第125話 わたしの夢(1)

 壁や床は青みがかった濃い灰色の岩で、飾り気のない殺風景の真ん中にある大きな切り株の舞台は前に訪れたときと同じ。

 とてもなめらかな表面だと思っていたけれど、暗がりにぼんやりと浮かぶそれらをよく見てみれば恐ろしいほど緻密に模様が彫られていることがわかる。

 それはつまり音が複雑に響くということで。

 魔法のあるこの世界ではきっと、神さまへ届きやすい音となるのだろう。


 こんなふうにじっくり周囲を観察できているのは、ここスダの神殿の儀式場には今わたしを含め二人しかいないからで、加えてそのもう一人はなにやら儀式の準備らしい作業をしているからだ。
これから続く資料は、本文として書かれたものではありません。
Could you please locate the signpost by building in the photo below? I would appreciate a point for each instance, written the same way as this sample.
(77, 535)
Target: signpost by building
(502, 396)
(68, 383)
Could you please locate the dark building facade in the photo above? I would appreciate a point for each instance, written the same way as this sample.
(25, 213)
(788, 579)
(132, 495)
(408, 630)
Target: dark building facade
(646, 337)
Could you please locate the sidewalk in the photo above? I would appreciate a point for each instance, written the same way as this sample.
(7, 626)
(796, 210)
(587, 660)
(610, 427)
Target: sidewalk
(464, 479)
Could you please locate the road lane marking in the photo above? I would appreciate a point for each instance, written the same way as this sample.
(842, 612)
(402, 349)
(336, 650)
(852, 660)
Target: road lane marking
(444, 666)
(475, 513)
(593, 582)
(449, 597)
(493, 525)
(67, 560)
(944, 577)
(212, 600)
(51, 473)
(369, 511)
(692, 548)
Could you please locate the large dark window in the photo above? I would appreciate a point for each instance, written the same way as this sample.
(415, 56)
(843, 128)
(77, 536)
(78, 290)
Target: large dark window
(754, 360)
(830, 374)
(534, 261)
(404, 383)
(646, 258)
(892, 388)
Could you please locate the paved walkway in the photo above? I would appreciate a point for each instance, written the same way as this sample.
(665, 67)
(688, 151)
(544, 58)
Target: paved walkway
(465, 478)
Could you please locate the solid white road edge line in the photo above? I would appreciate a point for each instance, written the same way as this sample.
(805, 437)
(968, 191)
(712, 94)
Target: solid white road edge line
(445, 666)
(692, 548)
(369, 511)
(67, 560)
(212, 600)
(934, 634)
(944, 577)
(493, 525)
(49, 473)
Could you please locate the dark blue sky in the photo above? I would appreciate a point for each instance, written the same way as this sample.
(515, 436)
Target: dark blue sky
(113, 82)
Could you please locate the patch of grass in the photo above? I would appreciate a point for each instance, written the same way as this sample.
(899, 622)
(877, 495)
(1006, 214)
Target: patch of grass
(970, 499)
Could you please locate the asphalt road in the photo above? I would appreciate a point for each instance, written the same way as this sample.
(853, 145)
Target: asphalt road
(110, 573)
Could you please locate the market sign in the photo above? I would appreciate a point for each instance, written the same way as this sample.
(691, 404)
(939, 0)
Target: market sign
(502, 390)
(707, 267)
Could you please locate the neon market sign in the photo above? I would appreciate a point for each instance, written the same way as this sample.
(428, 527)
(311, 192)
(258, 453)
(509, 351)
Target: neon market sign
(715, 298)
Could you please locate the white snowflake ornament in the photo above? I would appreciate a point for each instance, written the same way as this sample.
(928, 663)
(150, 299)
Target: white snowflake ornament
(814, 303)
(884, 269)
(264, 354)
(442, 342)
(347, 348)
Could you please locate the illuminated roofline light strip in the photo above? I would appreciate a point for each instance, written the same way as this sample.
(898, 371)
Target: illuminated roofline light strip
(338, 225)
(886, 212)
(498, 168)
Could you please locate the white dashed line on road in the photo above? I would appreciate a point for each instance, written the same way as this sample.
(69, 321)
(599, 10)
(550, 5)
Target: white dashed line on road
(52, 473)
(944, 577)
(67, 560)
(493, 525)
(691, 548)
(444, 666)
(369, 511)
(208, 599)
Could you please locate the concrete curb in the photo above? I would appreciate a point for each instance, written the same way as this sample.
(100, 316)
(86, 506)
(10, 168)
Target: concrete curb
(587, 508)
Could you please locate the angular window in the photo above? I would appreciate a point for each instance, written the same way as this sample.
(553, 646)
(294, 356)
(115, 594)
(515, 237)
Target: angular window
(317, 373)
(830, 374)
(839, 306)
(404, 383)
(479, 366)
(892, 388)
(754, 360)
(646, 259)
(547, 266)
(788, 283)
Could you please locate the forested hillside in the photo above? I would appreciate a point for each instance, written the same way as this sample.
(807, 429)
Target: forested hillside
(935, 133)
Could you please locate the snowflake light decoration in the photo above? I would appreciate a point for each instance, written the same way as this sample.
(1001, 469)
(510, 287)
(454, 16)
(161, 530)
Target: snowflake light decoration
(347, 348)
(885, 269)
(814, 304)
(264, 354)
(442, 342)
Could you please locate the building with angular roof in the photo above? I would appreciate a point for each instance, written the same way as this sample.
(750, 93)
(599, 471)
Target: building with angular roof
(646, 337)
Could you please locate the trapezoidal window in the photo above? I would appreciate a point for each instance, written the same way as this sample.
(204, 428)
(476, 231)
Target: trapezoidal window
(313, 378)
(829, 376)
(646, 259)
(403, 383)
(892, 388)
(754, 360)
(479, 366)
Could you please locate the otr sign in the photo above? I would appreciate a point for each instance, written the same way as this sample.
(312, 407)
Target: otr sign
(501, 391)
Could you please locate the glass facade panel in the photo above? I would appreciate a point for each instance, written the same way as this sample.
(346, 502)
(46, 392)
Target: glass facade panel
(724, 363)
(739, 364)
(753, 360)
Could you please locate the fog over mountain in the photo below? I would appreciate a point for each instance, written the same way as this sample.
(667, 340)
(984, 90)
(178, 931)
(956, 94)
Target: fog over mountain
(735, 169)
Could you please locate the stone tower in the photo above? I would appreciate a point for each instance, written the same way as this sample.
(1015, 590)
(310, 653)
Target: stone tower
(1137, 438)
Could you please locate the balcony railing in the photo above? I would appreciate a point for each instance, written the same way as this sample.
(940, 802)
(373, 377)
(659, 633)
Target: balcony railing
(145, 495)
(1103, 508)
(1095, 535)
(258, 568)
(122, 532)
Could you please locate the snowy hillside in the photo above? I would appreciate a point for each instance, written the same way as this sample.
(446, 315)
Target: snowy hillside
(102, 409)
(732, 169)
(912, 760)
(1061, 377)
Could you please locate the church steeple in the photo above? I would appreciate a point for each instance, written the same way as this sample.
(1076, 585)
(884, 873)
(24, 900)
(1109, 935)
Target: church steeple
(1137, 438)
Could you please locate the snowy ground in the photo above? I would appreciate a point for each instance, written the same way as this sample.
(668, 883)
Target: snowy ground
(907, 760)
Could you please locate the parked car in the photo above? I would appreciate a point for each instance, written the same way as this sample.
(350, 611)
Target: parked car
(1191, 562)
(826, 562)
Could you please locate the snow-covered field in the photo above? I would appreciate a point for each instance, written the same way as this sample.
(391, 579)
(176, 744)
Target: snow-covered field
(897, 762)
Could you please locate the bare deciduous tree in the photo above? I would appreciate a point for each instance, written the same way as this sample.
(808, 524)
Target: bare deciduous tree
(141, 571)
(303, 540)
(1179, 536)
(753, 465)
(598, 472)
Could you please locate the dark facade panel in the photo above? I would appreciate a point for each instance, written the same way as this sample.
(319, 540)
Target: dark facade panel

 らしい・・・というのも、彼が舞台の周りに置いているのがわたしの想像するいわゆる供物とは違うものなのだ。

 魔力を込めたツスギエ布を織り込んでいるらしい、淡く光るタペストリー。砕いた魔法石を混ぜ込んでいるのか、こちらもほんのり光っている陶磁器。

 シルカルが収集しているような楽器に、おそらく詩集であろう装丁の美しい本。

 マカベの描く写実的な風景画。

 マクニオスの木を模したような装飾具。

 ――とまぁ、質の良いことがひと目でわかる芸術作品がずらりと。木立の舎ではこのような準備についてなにも聞かなかったので、とても謎である。

 それでも神殿の人がこうして丁寧に配置をしているのだから、こちらが本来のやりかたなのだろうと考えて口を出すことはしない。わたしとしては神さまに会えるならなんでも良かった。


 それにしても、講義で来たときはそれなりにあった祭司たちの出入りがまったくない。スダ・サアレが指示してくれたのか、ありがたいと思う。

 これからすることをあまり人に見せたくないのだ。

 夢の神さまと話す内容も、わたしがいなくなるところも。わたしの経歴を少しでもこの世界に残すようなことを。

 そういう意味で、なんというか、スダ・サアレのことは信頼している。彼は今までわたしがどんな醜態を晒しても他人に言いふらすようなことをしなかったし、なにが起こったとしても――たとえば子供が突然消えたとしても、きっと上手く対処してくれる。だから安心してマクニ・オアモルヘができる。




 最初の音を確かめるように、アクゥギをトンと鳴らす。


「……レイン。まさか、時間を置きすぎて曲を忘れたわけではあるまいな?」


 素とサアレとしての威厳を混ぜたような声色に、否定の意を込めて返した「まさか」というわたしの声が思いのほか細い。

 ……緊張、してたのか。

 息を吸って、吐く。そうして身体の中にあった緊張をほぐす。

 礼を伝えるように微笑めば、舌打ちが聞こえそうなほどに嫌そうな顔をされる。――いや、本当に舌打ちをされた。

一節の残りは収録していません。